Campus Earns Another Gold Rating for Sustainability

Note: This report has been updated with a corrected 2015 STARS score.

In recognition of its sustainability accomplishments in areas such as operations, academics and research, engagement, and administration, the campus has once again received a gold rating announced this month from the Association for the Advancement of Sustainability in Higher Education (AASHE). The rating is good for three years.

Campus sustainability manager Ezra Small says, “This is the third time the campus has received a gold rating from STARS in a little over three years, which I think demonstrates our commitment to tracking our sustainability progress closely and sharing with the international community of almost 700 participating institutions what our best practices are and where we need to improve.”

AASHE says its Sustainability Tracking, Assessment & Rating System (STARS) program, launched in 2006, is not intended to be a rating or ranking tool, but instead is a voluntary, self-reporting framework providing a common standard for measuring social, environmental and economic dimensions of a campus’ sustainability efforts. AASHE has 235 member institutions in the United States and Canada. To date, nearly 700 colleges and universities in 19 countries have registered to participate in the STARS program.

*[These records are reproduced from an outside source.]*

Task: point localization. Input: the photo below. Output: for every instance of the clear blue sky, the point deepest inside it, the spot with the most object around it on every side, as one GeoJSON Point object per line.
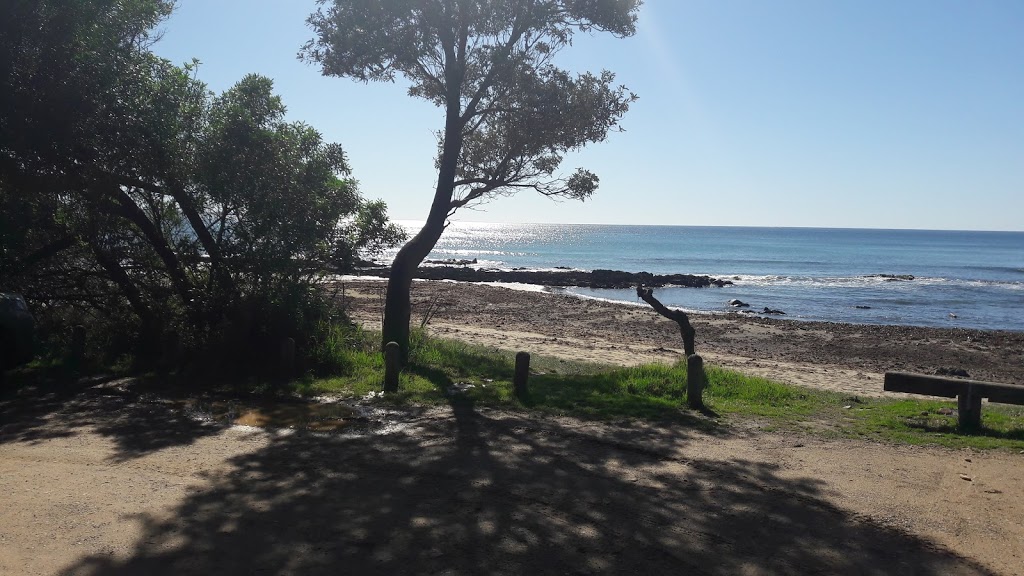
{"type": "Point", "coordinates": [790, 113]}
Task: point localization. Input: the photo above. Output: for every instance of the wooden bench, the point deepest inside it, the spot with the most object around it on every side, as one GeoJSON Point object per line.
{"type": "Point", "coordinates": [967, 393]}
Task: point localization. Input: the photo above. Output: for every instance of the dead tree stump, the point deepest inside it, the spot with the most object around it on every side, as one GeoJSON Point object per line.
{"type": "Point", "coordinates": [694, 381]}
{"type": "Point", "coordinates": [391, 356]}
{"type": "Point", "coordinates": [677, 316]}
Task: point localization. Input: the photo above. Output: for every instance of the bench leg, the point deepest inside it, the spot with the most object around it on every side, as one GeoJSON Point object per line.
{"type": "Point", "coordinates": [969, 407]}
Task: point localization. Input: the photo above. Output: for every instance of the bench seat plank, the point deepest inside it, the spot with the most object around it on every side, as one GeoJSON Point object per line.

This time, UMass Amherst scored a 68.18 to earn its gold rating, moving up from a score of 66.49 in 2011. The highest category is platinum. To prepare each rating, an online sustainability evaluation tool asks sustainability staff and others involved in “green” campus efforts to report data in categories: academics, campus engagement, operations and planning/administration.

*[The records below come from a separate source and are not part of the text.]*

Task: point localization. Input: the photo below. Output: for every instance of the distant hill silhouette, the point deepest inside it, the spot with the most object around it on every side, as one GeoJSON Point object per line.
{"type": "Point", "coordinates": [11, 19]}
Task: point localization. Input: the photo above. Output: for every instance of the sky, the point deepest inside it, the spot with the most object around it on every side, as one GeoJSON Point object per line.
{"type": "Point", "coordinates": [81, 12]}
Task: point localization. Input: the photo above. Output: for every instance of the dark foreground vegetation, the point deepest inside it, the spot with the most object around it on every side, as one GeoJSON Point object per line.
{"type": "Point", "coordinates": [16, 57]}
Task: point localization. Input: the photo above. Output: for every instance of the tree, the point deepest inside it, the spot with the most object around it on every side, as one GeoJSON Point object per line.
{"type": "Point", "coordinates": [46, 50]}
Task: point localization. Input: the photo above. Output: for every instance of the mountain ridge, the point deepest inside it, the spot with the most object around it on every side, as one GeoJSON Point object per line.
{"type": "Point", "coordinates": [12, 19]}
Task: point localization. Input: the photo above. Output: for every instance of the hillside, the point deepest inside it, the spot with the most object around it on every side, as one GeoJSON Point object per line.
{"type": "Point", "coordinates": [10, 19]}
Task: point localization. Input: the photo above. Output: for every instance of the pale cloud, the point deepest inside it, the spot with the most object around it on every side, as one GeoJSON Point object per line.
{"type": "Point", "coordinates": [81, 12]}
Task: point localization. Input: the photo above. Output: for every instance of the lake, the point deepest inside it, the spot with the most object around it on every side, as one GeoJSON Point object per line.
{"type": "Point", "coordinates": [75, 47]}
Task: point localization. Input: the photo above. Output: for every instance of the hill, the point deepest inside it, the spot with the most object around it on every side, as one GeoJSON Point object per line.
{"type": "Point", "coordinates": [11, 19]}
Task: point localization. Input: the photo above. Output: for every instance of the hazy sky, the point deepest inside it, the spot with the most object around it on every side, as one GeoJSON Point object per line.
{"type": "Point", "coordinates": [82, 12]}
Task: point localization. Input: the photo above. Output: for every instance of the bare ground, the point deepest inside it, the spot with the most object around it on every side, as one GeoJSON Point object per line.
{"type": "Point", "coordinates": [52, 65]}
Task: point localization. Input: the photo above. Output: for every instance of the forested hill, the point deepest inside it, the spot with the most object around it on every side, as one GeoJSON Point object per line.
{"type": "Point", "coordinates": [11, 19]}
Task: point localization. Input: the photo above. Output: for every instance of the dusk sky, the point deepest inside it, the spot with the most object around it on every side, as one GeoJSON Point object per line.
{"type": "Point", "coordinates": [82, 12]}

In addition to the 68.18 points, the campus earned all 4 of a possible 4 “innovation points” for special projects. These included:

  • The student-run “New2U Reuse Collection and Tag Sale” collection during spring move-out plus tag sale in fall move-in/first week festivities. This collaboration among Physical Plant, Sustainable UMass students, Residential Life, the Office of Waste Management, Moving Services and New Student Orientation collected more than five tons of material from the Southwest Residential Area during move-out week. Student interns later cleaned, organized and priced them for a two-day tag sale of gently used furniture, storage, electronics, clothing and school supplies. The sale generated over $6,000 returned back to the Sustainability Fund for 2014-15 projects.
  • The Sustainability Curriculum Initiative launched in fall 2012 supports teaching faculty in revising existing courses to include or augment sustainability topics. To highlight interconnections among economy, society, and environment the Libraries, the Provost’s Office, Sustainable UMass, and the Center for Teaching and Faculty Development collaborate to provide this resource for faculty, which includes a $1,000 mini-grant to assist in curriculum development and release time.
  • The Massachusetts Green High Performance Computing Center (MGHPCC), a data center in Holyoke dedicated to research computing and operated by Boston University, Harvard, MIT, Northeastern and UMass Amherst. Designed to use 25 percent less energy than typical data centers, the MGHPCC is available for computationally intensive research.
  • The Net Excess Generation Credit program offered by the Commonwealth. The UMass system joined in September 2013 hoping to see nearly $50 million in energy savings. Four campuses will host new solar photovoltaic electric generating projects to receive an energy credit on their monthly utility bill. At UMass Amherst, a solar project came online at the Fairview Farm in Whately in July 2014 and is expected to save between $60,000 and $75,000 a year in electric costs. It will also help the town and the farmer leasing the land. It produces 2.4 megawatts a year for the campus, enough to power the equivalent of nearly 300 homes for a year. Over the next 30 years, the net metering program will provide an estimated $47.7 million in savings for the system.

Overall, AASHE organizers say the STARS program is needed because a campus can only manage what it can measure. The survey provides a venue for colleges and university campuses to share their best practices, learn from other institutions and document improvements over time. A gold star mounted in 2011 near the entrance to the W.E.B. Du Bois Library marks the campus’s national accomplishment.